II.1.2 Comment approcher l’interprétation ?

II.1.2.2 Le comment, et non la finalité

Dans une majorité de films et conformément au schéma du modèle de processus de la communication filmique que propose Sol Worth, le réalisateur souhaite créer une œuvre dont le sens soit reconnaissable et identifiable par certains publics ou, le cas échéant, par le plus grand nombre. Dans le cas du film de fiction, qui nous intéresse plus particulièrement dans cette recherche, nous comprenons la situation de communication filmique comme une situation qui permet incontestablement une certaine effectivité202 de la prise en compte

de l’histoire par le spectateur.
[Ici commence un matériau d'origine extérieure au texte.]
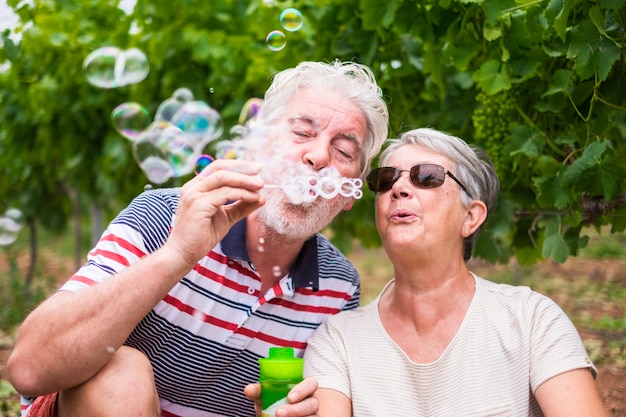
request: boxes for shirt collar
[220,218,319,291]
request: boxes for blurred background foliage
[0,0,626,278]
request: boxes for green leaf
[359,0,396,30]
[562,140,626,201]
[541,69,573,97]
[533,177,571,210]
[567,20,621,81]
[541,216,570,263]
[548,0,574,42]
[472,60,511,95]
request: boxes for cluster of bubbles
[83,46,150,88]
[80,8,363,203]
[0,208,24,246]
[202,118,363,204]
[111,88,224,184]
[266,168,363,204]
[265,7,303,52]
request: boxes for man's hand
[163,159,264,266]
[243,377,319,417]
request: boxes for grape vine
[472,91,515,178]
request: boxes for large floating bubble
[280,7,302,32]
[0,208,24,246]
[111,102,151,141]
[170,100,224,148]
[111,88,224,184]
[83,46,150,88]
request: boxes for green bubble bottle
[259,347,304,417]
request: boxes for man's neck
[246,216,306,294]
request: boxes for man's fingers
[287,377,318,404]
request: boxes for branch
[581,192,626,224]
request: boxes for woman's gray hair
[379,128,500,262]
[259,60,389,176]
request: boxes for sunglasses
[365,164,473,198]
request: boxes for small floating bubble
[111,102,152,141]
[280,7,302,32]
[239,97,263,125]
[194,154,215,175]
[265,30,287,52]
[172,87,193,103]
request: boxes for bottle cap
[259,347,304,381]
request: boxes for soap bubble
[0,215,22,246]
[170,100,224,148]
[139,156,173,184]
[265,30,287,52]
[4,208,24,229]
[111,102,151,141]
[239,97,263,125]
[83,46,150,88]
[120,48,150,85]
[133,120,197,179]
[133,129,174,184]
[172,87,193,103]
[210,124,363,204]
[280,7,302,32]
[194,154,215,175]
[116,88,224,184]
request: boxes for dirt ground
[0,250,626,417]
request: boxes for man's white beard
[257,189,351,240]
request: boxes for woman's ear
[461,200,487,237]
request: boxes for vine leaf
[562,140,626,201]
[474,59,511,95]
[541,219,569,263]
[567,20,620,81]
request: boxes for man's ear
[461,200,487,237]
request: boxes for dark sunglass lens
[366,167,397,193]
[411,164,446,188]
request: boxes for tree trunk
[25,219,38,291]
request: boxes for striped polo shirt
[24,189,360,417]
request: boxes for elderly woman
[305,129,606,417]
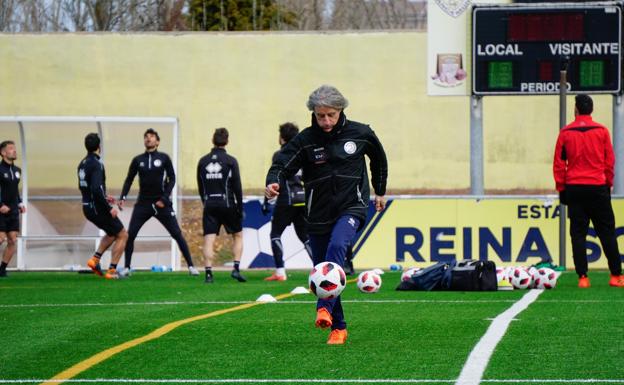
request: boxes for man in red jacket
[553,94,624,288]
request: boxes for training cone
[290,286,310,294]
[256,294,277,302]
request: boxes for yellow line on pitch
[40,293,294,385]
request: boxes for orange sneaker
[314,307,332,329]
[327,329,347,345]
[87,257,102,277]
[609,275,624,287]
[104,269,119,279]
[264,273,288,281]
[579,275,591,289]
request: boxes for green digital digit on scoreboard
[488,61,513,89]
[579,60,605,88]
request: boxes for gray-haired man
[265,85,388,344]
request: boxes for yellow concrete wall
[0,32,611,190]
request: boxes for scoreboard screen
[472,3,622,95]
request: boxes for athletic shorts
[82,206,123,237]
[203,206,243,235]
[0,209,19,233]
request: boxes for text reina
[477,43,620,56]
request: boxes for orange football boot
[87,257,102,277]
[264,273,287,281]
[104,269,119,279]
[314,307,332,329]
[327,329,347,345]
[609,275,624,287]
[579,275,591,289]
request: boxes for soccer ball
[308,262,347,299]
[401,267,421,282]
[533,267,558,289]
[527,266,537,289]
[357,270,381,293]
[509,267,532,289]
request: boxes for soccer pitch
[0,271,624,384]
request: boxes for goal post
[0,116,181,270]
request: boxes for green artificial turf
[0,271,624,383]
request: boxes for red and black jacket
[553,115,615,191]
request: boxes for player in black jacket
[119,128,199,275]
[262,123,312,281]
[78,133,128,279]
[265,85,388,344]
[197,128,246,283]
[0,140,26,277]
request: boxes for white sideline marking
[0,378,624,384]
[455,289,544,385]
[0,299,624,309]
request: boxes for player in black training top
[262,123,312,281]
[119,128,199,275]
[78,133,128,279]
[197,128,246,283]
[0,140,26,277]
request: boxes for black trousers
[271,206,312,268]
[124,202,193,268]
[565,185,622,277]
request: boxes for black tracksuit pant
[125,202,193,268]
[565,185,622,277]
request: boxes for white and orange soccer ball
[509,267,533,289]
[401,267,421,282]
[533,267,558,289]
[357,270,381,294]
[308,262,347,299]
[496,267,507,283]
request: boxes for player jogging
[78,133,128,279]
[0,140,26,277]
[197,128,246,283]
[265,85,388,344]
[119,128,199,275]
[262,123,312,281]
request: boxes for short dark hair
[85,132,100,152]
[575,94,594,115]
[0,140,15,151]
[280,122,299,143]
[143,128,160,142]
[212,127,230,147]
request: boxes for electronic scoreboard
[472,3,622,95]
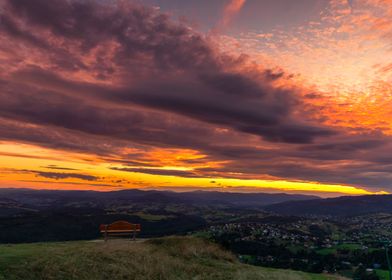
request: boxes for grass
[376,269,389,280]
[0,237,350,280]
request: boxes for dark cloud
[0,0,392,191]
[0,0,333,143]
[111,167,200,177]
[42,164,78,171]
[15,169,99,181]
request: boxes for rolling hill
[0,237,343,280]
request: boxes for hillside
[0,237,342,280]
[264,195,392,216]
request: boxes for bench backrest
[99,221,140,232]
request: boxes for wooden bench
[99,221,141,242]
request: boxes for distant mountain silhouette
[264,195,392,216]
[0,189,318,207]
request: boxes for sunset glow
[0,0,392,196]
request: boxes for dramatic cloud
[0,0,392,195]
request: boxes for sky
[0,0,392,197]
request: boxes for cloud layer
[0,0,392,192]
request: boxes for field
[0,237,343,280]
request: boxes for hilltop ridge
[0,237,344,280]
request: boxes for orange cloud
[218,0,246,29]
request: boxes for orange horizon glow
[0,0,392,197]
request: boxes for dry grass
[0,237,348,280]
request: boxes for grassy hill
[0,237,348,280]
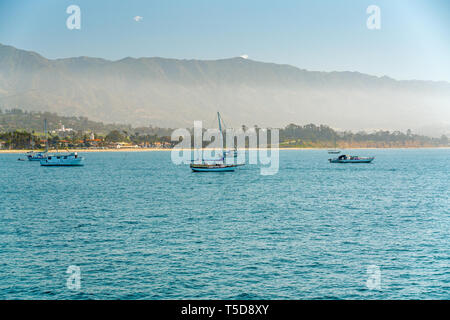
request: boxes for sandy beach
[0,147,450,154]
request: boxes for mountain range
[0,44,450,136]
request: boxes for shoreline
[0,146,450,154]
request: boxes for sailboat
[190,112,242,172]
[27,119,48,161]
[40,119,84,167]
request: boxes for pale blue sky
[0,0,450,81]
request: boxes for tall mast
[217,111,225,157]
[44,119,48,153]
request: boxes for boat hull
[41,153,84,167]
[41,162,84,167]
[329,158,375,163]
[191,167,236,172]
[191,165,237,172]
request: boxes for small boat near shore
[328,154,375,163]
[41,152,84,167]
[26,151,47,161]
[190,163,238,172]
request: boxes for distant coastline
[0,146,450,154]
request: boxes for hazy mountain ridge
[0,45,450,135]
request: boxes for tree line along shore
[0,109,449,150]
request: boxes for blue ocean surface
[0,149,450,299]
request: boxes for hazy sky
[0,0,450,81]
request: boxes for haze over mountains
[0,45,450,136]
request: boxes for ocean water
[0,149,450,299]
Cela suppose d’ailleurs au cours du processus de création, que les énonciateurs de la production mettent en œuvre, pendant la conception et la réalisation du film, une certaine démarche d’expertise phénoménologique dans laquelle ils imaginent, en tentant d’endosser différents interprétants, ce que les spectateurs peuvent comprendre. Néanmoins, les variables, qui entourent cette situation, ne rendent pas intéressante pour la démarche engagée dans cette recherche, une quelconque tentative d’analyse des similitudes entre le film et le fruit des interprétations. De ce fait, il n’est jamais question ici d’établir une quelconque comparaison point par point entre les réalités de premier et de second ordre.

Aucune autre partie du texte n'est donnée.